Глава 57. Приговор королевского Ирисового суда

Что ж, все складывалось худшим для Джуп и Мимулуса образом: домоправители без тени сомнений объявили, что проклятие следует уничтожить вместе с его вместилищем, прочая челядь одобрительно улюлюкала и хлопала в ладоши, полагая, что во имя спасения принца Ирисов можно прикончить сколько угодно людишек, а сам принц…

…Сам принц, как ни странно, молчал и задумчиво переводил взгляд с домоправителей на подсудимых и обратно. Господину Заразихе стоило бы заподозрить неладное, но старый гоблин в который раз терял бдительность, когда речь шла о избавлении от проклятия: ему так хотелось наконец-то покинуть Ирисову Горечь и вернуться к прежней жизни управляющего при богатом праздном доме, где каждый день пируют, танцуют и веселятся!.. Как сытна и привольна жизнь там, где лесные господа тратят деньги, не считая! Сколько дел себе на пользу можно обстряпать во дворце, куда со всей округи съезжаются бесшабашные гости, чтобы до рассвета распивать нектар и вино!.. И до возвращения этого золотого века было рукой подать — кто бы не потерял голову при таких обстоятельствах?..
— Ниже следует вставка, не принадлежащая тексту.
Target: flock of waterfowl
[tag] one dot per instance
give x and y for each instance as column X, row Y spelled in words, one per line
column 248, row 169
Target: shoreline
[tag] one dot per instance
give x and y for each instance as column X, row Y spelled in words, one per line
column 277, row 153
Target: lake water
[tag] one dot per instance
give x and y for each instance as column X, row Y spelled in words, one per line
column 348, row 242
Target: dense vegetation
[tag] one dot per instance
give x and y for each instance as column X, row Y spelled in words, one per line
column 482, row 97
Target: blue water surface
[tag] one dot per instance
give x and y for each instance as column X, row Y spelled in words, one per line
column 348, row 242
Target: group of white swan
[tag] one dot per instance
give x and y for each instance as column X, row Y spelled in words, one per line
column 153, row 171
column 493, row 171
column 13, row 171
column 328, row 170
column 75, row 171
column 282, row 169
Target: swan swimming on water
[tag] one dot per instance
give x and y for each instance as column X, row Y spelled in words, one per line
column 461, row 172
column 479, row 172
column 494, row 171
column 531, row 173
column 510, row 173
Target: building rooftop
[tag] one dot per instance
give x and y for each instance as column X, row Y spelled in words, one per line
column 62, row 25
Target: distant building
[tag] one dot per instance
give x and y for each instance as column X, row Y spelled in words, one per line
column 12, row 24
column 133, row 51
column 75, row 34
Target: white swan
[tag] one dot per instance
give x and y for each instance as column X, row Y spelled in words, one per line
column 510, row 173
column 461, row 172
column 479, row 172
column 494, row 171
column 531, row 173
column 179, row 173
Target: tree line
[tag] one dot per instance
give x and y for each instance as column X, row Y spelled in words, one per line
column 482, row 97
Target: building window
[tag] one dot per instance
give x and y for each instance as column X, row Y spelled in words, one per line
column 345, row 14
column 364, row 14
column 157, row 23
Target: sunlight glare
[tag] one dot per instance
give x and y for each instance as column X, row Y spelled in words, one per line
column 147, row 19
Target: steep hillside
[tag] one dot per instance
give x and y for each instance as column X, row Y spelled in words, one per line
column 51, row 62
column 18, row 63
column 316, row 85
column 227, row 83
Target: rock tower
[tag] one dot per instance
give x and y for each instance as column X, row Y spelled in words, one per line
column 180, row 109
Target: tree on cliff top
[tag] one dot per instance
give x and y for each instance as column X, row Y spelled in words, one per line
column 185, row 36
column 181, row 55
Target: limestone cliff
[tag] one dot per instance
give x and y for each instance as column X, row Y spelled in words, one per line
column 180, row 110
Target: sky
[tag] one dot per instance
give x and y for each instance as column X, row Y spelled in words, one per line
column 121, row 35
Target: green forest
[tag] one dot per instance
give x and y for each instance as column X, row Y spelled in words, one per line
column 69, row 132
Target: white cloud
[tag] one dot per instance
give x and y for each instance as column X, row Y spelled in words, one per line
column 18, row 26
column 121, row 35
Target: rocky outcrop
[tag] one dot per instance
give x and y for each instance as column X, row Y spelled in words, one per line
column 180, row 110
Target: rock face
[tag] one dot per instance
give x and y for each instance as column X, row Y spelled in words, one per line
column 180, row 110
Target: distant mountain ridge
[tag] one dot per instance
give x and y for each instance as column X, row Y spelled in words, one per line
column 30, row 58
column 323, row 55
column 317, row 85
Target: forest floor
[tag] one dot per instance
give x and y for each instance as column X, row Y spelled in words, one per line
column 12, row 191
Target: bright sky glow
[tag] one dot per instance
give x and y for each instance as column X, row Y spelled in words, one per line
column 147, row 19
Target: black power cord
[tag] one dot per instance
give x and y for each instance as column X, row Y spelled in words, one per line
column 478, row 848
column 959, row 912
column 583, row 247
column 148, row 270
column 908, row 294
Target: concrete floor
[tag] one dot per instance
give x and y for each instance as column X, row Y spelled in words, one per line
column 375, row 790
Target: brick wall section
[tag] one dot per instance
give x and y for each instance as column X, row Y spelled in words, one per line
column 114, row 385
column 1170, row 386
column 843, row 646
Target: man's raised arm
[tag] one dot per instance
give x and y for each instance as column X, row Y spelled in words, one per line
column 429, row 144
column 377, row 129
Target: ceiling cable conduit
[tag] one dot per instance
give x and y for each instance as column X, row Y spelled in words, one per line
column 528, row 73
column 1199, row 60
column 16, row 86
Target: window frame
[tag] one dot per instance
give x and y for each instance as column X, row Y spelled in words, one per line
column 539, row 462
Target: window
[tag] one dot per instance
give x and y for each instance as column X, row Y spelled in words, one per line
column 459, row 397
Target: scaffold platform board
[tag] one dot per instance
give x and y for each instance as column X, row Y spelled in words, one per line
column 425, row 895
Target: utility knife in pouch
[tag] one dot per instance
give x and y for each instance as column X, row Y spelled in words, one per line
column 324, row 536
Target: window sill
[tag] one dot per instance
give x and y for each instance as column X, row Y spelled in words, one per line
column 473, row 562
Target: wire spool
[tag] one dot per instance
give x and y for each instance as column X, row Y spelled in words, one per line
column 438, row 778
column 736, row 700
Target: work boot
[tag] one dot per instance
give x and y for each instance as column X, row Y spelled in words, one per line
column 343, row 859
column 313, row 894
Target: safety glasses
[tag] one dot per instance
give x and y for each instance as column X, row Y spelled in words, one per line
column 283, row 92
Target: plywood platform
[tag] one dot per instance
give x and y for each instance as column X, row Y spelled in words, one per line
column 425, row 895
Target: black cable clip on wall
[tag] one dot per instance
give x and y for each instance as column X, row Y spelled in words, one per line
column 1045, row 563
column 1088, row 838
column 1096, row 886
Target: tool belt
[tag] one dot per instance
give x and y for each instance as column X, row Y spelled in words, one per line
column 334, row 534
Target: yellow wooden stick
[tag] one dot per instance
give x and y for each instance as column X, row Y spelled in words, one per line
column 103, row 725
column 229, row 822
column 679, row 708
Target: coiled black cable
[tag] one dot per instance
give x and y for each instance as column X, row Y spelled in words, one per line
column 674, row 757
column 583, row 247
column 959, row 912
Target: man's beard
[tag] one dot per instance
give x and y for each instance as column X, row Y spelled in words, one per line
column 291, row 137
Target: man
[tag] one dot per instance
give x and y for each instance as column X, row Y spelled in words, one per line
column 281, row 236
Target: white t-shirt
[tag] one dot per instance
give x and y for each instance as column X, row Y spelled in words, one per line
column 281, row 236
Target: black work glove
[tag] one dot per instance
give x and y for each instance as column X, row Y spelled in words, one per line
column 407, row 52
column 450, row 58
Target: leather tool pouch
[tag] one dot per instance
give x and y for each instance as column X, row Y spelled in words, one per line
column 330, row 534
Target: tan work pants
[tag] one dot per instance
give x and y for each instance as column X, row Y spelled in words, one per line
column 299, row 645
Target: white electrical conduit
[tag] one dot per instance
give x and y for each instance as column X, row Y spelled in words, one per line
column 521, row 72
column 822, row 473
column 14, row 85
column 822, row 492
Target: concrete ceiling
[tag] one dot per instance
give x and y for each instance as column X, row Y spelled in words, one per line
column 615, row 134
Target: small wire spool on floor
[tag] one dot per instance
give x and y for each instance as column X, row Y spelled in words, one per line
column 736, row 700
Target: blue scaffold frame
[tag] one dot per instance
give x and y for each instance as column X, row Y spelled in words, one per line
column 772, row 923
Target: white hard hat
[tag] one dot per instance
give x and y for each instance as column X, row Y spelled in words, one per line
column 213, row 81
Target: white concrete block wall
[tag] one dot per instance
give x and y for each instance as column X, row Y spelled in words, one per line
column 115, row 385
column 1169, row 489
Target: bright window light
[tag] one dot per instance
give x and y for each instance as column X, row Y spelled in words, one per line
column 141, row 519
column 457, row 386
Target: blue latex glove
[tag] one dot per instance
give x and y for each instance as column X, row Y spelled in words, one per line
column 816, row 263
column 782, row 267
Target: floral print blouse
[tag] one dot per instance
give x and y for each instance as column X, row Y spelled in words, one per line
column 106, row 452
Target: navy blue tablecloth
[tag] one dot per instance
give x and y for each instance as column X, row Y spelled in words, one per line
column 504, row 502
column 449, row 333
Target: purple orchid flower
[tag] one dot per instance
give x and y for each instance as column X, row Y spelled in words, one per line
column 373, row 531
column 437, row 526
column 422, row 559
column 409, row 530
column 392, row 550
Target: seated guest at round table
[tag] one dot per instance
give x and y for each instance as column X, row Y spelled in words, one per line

Опьяненный близостью победы Заразиха ни на миг не заподозрил, что Его Цветочество теперь желает чего-то другого — или, по меньшей мере, МОЖЕТ желать.

Ноа тем временем все заметнее хмурился, постукивал когтями по дереву, поглаживал притихших Сплетню и Небылицу, а когда шум начал его раздражать, недовольно прикрикнул на челядь и вновь погрузился в раздумья — словно не слыша, как домоправители все громче и настойчивее повторяют: «Избавимся от проклятия!..»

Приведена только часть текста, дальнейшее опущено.